В 1826 году Евгений Боратынский, получив офицерский чин, решил оставить военную службу и подал в отставку. В ту пору он жил в Москве, а чета Дельвигов писала ему письма из Петербурга: «Зачем подал в отставку, зачем замыслил утонуть в московской грязи? ...Вырвись поскорее из этого вертепа! Тебя зовут Слава, Дельвиг и в том числе моя Сонинька, которая нуждается в твоем присутствии, ибо без него Дельвиг как будто без души, как Амур, Грации и все тому подобное без Венеры, то есть без красоты».

В одном из писем 1826 года Антон Дельвиг сообщал Боратынскому: «Твой брат Сергей у нас. Он очень напоминает моего Евгения. Мы им, однако ж, не очень довольны.
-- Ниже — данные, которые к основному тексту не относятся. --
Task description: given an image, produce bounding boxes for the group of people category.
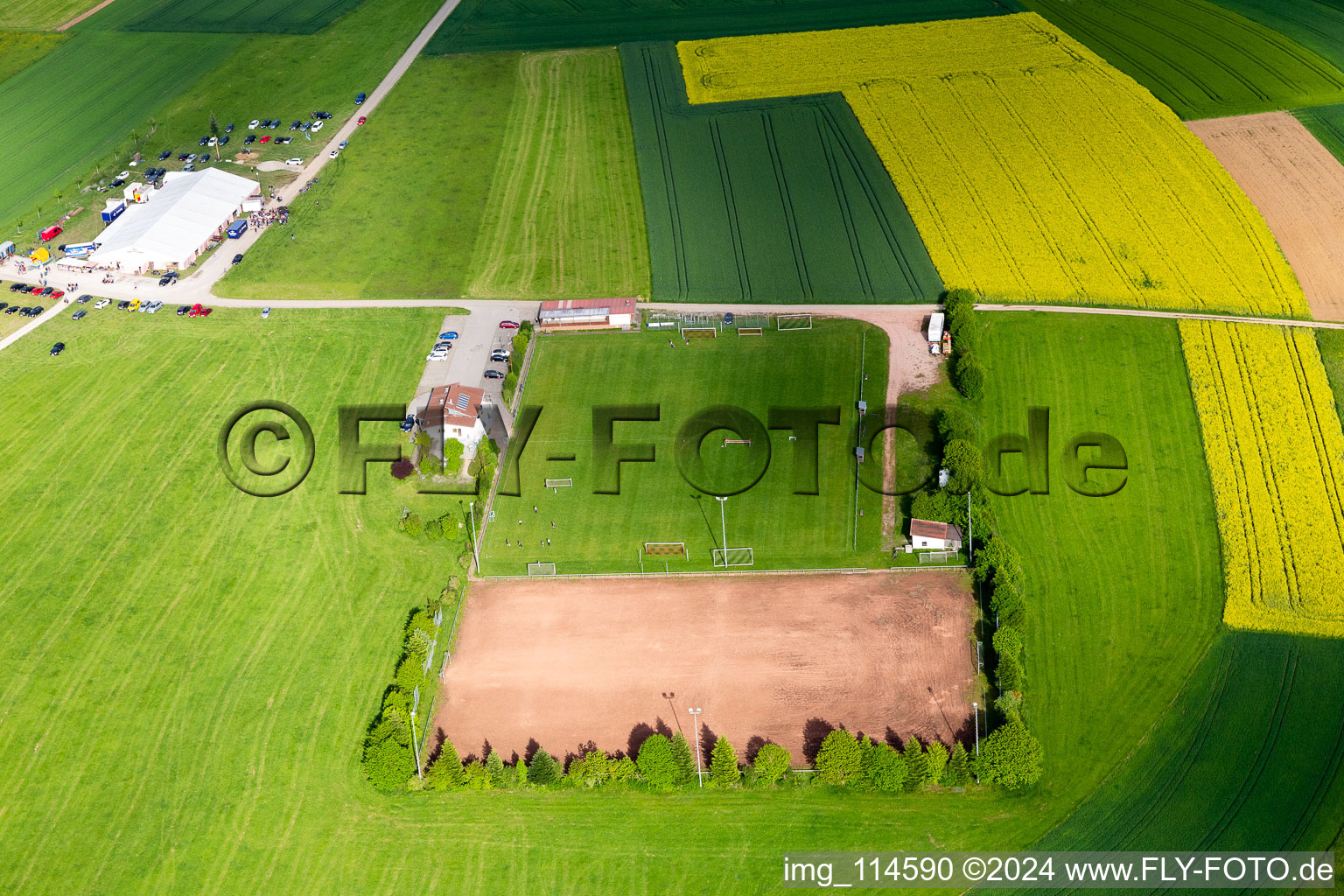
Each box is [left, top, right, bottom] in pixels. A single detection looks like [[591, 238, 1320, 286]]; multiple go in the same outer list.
[[248, 206, 289, 231]]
Все еще церемонится».

На всех братьев Евгения Боратынского распространялась любовь Дельвига в виде отблеска священной дружбы. Одному из них, Ираклию, Дельвиг посвятил идиллию «Цефиз». Сергей тоже вошел в его семью как близкий и родной человек, напоминавший обликом милого сердцу друга – Евгения. Однако Сергей Аврамович не чувствовал себя в гостеприимном доме Дельвигов непринужденным, он «церемонился». Причиной тому была молодая, очаровательная хозяйка – Софья Михайловна...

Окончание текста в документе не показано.